3.5. Antimicrobial Studies

As found in the literature data, the antimicrobial activity is dependent on concentration, silver size, and shape [40]. Because only for the HA-Ag sample different compositions were obtained, the antimicrobial studies will be presented only for HA/Ag samples obtained by plasma sputtering and containing 10, 100, and 1000 ppm silver nanoparticles. The bacteriological experiments performed in vitro demonstrated the effectiveness of these samples in inhibiting the growth of Escherichia coli (Figure 9), even at low silver content.

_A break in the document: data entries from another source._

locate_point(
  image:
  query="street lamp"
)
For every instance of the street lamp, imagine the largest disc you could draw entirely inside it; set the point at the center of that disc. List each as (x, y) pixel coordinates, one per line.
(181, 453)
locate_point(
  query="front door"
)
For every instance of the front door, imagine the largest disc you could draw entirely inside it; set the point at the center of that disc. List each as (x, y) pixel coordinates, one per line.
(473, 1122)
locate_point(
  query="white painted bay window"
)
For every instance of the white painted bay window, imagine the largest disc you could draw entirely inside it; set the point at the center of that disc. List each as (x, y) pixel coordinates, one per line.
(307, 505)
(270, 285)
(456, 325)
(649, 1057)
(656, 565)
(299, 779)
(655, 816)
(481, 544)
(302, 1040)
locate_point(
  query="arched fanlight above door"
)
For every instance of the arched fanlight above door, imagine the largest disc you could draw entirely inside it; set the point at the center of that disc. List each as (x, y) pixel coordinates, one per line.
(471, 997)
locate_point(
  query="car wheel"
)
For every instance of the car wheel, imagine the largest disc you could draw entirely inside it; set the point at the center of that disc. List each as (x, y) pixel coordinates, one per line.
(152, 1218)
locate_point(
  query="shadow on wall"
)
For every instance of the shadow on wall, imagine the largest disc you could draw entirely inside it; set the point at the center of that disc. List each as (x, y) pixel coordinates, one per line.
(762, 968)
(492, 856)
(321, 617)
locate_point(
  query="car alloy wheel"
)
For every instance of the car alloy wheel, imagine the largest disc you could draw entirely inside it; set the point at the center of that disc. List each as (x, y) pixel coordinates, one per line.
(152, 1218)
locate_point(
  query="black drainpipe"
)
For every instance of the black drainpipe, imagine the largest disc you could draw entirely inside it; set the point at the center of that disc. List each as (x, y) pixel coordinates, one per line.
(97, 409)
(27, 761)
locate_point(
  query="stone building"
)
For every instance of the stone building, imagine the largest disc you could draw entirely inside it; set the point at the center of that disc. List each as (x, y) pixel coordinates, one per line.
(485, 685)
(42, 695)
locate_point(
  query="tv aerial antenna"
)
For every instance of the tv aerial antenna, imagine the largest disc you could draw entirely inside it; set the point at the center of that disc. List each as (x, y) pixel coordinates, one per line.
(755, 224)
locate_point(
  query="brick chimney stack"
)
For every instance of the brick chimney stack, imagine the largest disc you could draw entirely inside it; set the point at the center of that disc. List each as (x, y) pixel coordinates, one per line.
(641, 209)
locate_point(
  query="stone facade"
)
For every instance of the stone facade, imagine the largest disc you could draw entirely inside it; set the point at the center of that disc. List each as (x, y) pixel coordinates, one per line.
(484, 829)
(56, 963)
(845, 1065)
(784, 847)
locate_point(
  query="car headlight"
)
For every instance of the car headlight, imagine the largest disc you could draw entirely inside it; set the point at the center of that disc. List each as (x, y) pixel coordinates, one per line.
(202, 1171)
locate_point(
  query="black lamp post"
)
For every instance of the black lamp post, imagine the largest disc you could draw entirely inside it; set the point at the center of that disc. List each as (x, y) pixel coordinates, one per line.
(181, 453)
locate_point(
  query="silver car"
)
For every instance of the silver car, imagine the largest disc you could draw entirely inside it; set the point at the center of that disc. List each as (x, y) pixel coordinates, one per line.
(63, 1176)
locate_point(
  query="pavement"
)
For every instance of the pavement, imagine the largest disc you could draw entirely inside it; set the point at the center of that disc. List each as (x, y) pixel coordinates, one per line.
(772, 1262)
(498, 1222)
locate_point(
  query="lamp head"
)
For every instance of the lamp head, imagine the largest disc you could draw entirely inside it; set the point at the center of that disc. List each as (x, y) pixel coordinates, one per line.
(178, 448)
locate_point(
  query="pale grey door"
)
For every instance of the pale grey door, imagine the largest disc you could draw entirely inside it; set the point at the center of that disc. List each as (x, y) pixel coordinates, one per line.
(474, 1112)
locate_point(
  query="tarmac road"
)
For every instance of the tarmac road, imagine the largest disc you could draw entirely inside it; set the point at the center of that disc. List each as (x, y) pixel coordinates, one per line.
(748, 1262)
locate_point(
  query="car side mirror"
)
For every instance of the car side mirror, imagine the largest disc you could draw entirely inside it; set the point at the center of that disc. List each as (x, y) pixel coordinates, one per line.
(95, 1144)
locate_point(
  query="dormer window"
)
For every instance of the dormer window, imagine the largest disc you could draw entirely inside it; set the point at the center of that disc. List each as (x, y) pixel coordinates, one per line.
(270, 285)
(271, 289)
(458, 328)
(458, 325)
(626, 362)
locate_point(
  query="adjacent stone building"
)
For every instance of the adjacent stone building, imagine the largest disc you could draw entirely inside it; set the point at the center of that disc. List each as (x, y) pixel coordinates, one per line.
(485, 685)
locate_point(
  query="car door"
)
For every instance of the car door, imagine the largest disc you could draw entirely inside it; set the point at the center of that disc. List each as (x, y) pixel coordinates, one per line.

It can be concluded that even at low content of silver nanoparticles (10 ppm), the HA-Ag sample inhibits the growth of E. coli (43%) while increasing content of silver induces a higher level of antimicrobial activity (51% for 100 ppm and 77% for 1000 ppm of nanoAg, resp.).

Based on the presented results these materials are intended to be further tested for the following applications, as presented in Table 1.

4. Conclusions

Three types of antiseptic, multifunctional materials were obtained, each having different potential medical applications. COLL/nanoAg is potential material for skin repair and can be used especially for the injuries caused by burns or cancer. HA/nanoAg and COLL/HA-nanoAg are potential bone grafts antiseptic materials but can be also used in different kinds of bone cancer, where surgical resection is necessary. Besides the material, in the cases of infections or tumours the silver-rich face of the materials has to be in contact with these tissues. When only antiseptic activity is required both symmetric (homogenous) and asymmetric materials can be used. In the cases of skin injuries it is recommended to use asymmetric COLL/Ag scaffolds and the silver-rich face does not have to be in contact with the skin, having only protective role for potential infections.

Conflict of Interests

The authors declare no conflict of interests.


This paper was supported by the PN-II-PT-PCCA-2011-3.2-0284: “Novel Nanostructured Prosthetic Tubular Devices with Antibacterial and Antibiofilm Properties Induced by Physicochemical and Morphological Changes,” funded by the National University Research Council in Romania.